Взгляд ее упал на свежий могильный бугор около куста волчьей ягоды — шагах в пяти от Федоровой могилы.

— Не лыткинский кузнец там положен?

— Он и есть, — кивнула Матвеиха.

— Што ж ен так, ни с того ни с сяго помер-то? — спросила Аграфена. — Вроде силен был мужик: я его месяца три как видала. Чистый борец!

— От потайной болезни помер. Верней сказать, кару за оскверненье материной могилки понес. Рядком, видите, бугорок? То могила его матки. Шел Семен с дружком мимо погоста. Они, басурмане, в худяковском сельпе были — возвращались, понятно, с водкой. Ну, и охотца им стало нажраться. Заворотили сюды. Семка, ясно дело, и знать не знал, иде могилка-то материна. Видють — бугор. Сели. Выжрали прямо на могилке родительницы две бутылки, начали горланить песни и гадить. И тут чуеть Семка — он про то рассказывал, — што его ктой-то притягиваеть, гнететь к земле. Хочеть он, стало быть, встать, а силы нету. Не могеть оторваться. Товарищ по выпивке — тот вскочил, стал надсмехаться над Семкой. А Семка вдруг сделался так бел — што коленкор. Зуб на зуб не попадаеть.
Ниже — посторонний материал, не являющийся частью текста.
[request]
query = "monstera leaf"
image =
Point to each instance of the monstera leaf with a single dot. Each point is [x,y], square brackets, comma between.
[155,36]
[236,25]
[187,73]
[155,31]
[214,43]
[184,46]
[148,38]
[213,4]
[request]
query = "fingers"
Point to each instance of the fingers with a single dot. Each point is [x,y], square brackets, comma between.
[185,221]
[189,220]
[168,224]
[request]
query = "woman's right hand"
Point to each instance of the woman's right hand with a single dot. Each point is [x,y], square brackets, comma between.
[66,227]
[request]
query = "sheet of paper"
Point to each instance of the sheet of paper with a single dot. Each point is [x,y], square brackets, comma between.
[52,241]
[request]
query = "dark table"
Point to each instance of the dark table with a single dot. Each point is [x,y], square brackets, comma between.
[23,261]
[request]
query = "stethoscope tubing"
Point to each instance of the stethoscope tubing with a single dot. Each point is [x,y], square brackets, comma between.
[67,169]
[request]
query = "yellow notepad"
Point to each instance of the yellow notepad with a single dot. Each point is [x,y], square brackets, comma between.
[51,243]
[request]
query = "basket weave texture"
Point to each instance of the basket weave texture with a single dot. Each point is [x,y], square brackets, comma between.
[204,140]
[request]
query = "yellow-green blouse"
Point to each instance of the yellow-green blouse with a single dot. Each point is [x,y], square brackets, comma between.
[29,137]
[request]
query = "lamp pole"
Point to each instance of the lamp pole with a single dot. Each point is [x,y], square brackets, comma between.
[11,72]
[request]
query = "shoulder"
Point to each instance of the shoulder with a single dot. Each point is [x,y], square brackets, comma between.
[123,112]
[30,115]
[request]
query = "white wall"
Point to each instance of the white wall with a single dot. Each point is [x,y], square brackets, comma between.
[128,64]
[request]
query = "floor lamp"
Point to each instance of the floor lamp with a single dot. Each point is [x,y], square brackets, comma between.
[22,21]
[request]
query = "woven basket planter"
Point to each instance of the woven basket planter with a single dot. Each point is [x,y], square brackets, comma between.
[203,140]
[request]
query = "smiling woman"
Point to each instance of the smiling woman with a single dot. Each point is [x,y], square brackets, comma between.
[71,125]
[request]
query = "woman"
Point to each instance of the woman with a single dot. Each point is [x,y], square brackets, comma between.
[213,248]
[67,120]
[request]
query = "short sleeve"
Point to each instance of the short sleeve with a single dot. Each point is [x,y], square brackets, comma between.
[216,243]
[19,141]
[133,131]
Говорил потом, как воротился домой, будто услыхал голос матери своей. Укоряла, стал быть, его. Кой-как вскочил он на ноги — и что есть духу кинулся бечь с погоста. Враз протрезвел. А к утру ни с того ни с сего слег Семка. Подковы руками гнул, а тутка не хватало силенок, чтоб с кровати встать. В одну неделю сделался страшен, черен, до того исчах — стал его качать ветер. Поехал в клинику, тама тюкали-тюкали, никакой болести не нашли. Так и истлел… Ден через пять отдал богу душу.

— Нечистая сила, должно, прикинулась, — сказала, перекрестившись, Аграфена, когда Матвеиха замолчала.

— В скверности век, известно, не сживешь, — сказала Марья поднимаясь.

Все встали следом за ней и тихо вышли на дорогу. Марья задержалась около могилы сына и вышла из погоста последней. Когда она была уже у самой опушки, ей почудился тихий оклик — чья-то стосковавшаяся по ней душа призывала ее: «Маня!..» Она торопливо оглянулась — нигде никого не было. Ей показалось, что она узнала Егоров голос. «Да это ж меня смерть покликала», — подумала Марья с полным спокойствием.